Sir Thomas tried to rally. There was a touch of the old pomposity in his manner when he spoke.
"Mr. Pitt, I find you in an unpleasant position—"
Jimmy interrupted.
"Don't you worry about my unpleasant position," he said. "Fix your attention exclusively upon your own. Let us be frank with one another. You're in the cart. What do you propose to do about it?"
Sir Thomas rallied again, with the desperation of one fighting a lost cause.
"I do not understand you—" he began.
"No?" said Jimmy. "I'll try and make my meaning clear. Correct me from time to time, if I am wrong. The way I size the thing up is as follows: When you married Lady Julia, I gather that it was, so to speak, up to you to some extent. People knew you were a millionaire, and they expected something special in the way of gifts from the bridegroom to the bride. Now, you, being of a prudent and economical nature, began to wonder if there wasn't some way of getting a reputation for lavishness without actually unbelting to any great extent. Am I right?"
Sir Thomas did not answer.
"I am," said Jimmy. "Well, it occurred to you, naturally enough, that a properly-selected gift of jewelry might work the trick. It only needed a little nerve. When you give a present of diamonds to a lady, she is not likely to call for polarized light and refracting liquids and the rest of the circus. In ninety-nine cases out of a hundred, she will take the things on trust. Very well. You trotted off to a jeweler, and put the thing to him confidentially. I guess you suggested paste. But, being a wily person, he pointed out that paste has a habit of not wearing well. It is pretty enough when it's new, but quite a small amount of ordinary wear and tear destroys the polish of the surface and the sharpness of the cutting.
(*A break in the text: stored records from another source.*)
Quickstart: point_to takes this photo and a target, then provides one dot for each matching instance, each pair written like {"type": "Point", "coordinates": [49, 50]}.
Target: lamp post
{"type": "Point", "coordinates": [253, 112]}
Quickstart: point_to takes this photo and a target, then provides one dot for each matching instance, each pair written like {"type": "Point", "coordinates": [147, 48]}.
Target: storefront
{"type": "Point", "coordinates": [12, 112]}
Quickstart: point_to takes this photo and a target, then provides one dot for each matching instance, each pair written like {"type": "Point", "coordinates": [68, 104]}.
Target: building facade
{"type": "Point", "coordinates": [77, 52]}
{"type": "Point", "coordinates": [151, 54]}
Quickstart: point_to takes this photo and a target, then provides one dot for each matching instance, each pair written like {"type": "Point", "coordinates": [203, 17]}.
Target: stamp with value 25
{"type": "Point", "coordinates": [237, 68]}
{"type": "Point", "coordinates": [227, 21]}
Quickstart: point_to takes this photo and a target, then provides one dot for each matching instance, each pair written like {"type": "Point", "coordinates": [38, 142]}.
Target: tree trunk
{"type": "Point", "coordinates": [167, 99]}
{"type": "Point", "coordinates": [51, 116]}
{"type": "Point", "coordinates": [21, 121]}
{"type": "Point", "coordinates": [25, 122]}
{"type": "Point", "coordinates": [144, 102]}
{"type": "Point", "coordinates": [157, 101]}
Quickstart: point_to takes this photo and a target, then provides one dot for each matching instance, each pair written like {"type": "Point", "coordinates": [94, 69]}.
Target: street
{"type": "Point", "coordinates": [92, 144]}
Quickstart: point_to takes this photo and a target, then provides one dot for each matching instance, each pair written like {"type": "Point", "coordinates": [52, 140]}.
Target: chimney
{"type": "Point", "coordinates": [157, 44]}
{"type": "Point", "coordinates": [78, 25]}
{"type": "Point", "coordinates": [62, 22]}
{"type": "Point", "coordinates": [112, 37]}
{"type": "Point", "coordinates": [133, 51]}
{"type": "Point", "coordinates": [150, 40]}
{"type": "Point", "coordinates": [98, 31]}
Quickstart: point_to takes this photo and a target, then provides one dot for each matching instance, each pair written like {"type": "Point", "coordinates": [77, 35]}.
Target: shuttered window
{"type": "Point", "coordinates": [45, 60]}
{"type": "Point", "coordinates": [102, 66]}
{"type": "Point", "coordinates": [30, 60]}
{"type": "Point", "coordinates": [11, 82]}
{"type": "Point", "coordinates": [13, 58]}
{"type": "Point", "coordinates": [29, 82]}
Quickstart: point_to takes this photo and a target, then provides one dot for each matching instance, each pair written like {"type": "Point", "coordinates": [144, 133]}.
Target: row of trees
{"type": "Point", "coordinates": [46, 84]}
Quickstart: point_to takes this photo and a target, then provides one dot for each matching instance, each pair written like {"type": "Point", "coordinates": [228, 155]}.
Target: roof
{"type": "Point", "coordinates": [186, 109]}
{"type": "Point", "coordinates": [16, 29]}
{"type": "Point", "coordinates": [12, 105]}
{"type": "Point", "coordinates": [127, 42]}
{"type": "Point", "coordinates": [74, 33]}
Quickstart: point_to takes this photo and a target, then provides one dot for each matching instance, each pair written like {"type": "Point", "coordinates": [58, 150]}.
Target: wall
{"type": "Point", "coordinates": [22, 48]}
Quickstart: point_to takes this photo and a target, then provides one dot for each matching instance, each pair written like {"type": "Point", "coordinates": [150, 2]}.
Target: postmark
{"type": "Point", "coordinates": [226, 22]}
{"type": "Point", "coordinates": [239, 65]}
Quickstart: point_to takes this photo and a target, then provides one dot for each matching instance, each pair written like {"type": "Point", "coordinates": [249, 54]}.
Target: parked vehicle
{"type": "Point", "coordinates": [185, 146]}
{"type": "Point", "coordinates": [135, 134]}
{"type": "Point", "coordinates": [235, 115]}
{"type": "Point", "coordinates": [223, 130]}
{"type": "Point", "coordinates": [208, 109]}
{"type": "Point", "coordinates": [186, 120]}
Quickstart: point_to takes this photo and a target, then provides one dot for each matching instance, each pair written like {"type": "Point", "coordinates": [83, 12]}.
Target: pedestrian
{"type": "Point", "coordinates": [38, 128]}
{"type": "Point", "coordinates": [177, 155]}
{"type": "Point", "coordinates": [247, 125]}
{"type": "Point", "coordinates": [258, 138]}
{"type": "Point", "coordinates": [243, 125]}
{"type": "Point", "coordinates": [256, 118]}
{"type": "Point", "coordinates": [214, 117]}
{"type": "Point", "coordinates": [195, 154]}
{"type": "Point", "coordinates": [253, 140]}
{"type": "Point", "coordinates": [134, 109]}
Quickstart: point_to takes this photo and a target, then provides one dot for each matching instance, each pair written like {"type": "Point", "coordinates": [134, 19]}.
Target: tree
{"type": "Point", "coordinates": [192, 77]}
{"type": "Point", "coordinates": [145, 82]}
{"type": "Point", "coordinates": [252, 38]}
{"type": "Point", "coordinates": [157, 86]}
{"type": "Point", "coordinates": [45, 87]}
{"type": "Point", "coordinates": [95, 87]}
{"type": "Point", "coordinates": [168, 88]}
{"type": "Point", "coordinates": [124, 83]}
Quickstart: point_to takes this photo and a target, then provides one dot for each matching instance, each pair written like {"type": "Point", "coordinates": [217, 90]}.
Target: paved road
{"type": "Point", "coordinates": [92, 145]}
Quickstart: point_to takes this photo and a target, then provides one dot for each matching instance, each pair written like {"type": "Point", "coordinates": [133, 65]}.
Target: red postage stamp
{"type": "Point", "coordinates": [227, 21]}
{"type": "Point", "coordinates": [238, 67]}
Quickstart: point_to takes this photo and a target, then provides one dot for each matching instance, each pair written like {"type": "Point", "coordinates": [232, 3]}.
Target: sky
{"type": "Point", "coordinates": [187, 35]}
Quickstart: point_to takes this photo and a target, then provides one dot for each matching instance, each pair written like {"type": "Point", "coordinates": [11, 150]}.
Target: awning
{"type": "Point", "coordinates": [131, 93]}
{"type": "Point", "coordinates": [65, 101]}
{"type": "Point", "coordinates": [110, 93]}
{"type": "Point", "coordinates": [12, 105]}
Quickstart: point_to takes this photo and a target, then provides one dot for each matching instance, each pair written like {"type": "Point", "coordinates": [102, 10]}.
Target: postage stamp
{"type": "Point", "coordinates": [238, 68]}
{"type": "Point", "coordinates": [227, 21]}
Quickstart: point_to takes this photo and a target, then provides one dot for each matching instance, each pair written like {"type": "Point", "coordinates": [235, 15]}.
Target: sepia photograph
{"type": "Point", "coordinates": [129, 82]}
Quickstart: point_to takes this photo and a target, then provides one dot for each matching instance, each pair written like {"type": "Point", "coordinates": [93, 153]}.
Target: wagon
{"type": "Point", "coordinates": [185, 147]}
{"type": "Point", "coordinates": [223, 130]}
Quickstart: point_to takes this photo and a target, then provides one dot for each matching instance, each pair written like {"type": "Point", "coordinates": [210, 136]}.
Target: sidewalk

It gets scratched easily. Having heard this, and reflecting that Lady Julia was not likely to keep the necklace under a glass case, you rejected paste as too risky. The genial jeweler then suggested white jargoon, mentioning, as I have done, that, after an application or so of the blow-pipe, it's own mother wouldn't know it. If he was a bit of an antiquary, he probably added that, in the eighteenth century, jargoon stones were supposed to be actually an inferior sort of diamond. What could be more suitable? 'Make it jargoon, dear heart,' you cried joyfully, and all was well. Am I right? I notice that you have not corrected me so far."
Whether or not Sir Thomas would have replied in the affirmative is uncertain. He was opening his mouth to speak, when the curtain at the end of the room heaved, and Lord Dreever burst out like a cannon-ball in tweeds.
The apparition effectually checked any speech that Sir Thomas might have been intending to make. Lying back in his chair, he goggled silently at the new arrival. Even Jimmy, though knowing that his lordship had been in hiding, was taken aback. His attention had become so concentrated on his duel with the knight that he had almost forgotten they had an audience.
His lordship broke the silence.
"Great Scott!" he cried.
Neither Jimmy nor Sir Thomas seemed to consider the observation unsound or inadequate. They permitted it to pass without comment.
"You old scoundrel!" added his lordship, addressing Sir Thomas. "And you're the man who called me a welsher!" There were signs of a flicker of spirit in the knight's prominent eyes, but they died away. He made no reply.
"Great Scott!" moaned his lordship, in a fervor of self-pity. "Here have I been all these years letting you give me Hades in every shape and form, when all the while—My goodness, if I'd only known earlier!"
He turned to Jimmy.
"Pitt, old man," he said warmly, "I—dash it! I don't know what to say. If it hadn't been for you—I always did like Americans. I always thought it bally rot that that fuss happened in—in—whenever it was. If it hadn't been for fellows like you," he continued, addressing Sir Thomas once more, "there wouldn't have been any of that frightful Declaration of Independence business. Would there, Pitt, old man?"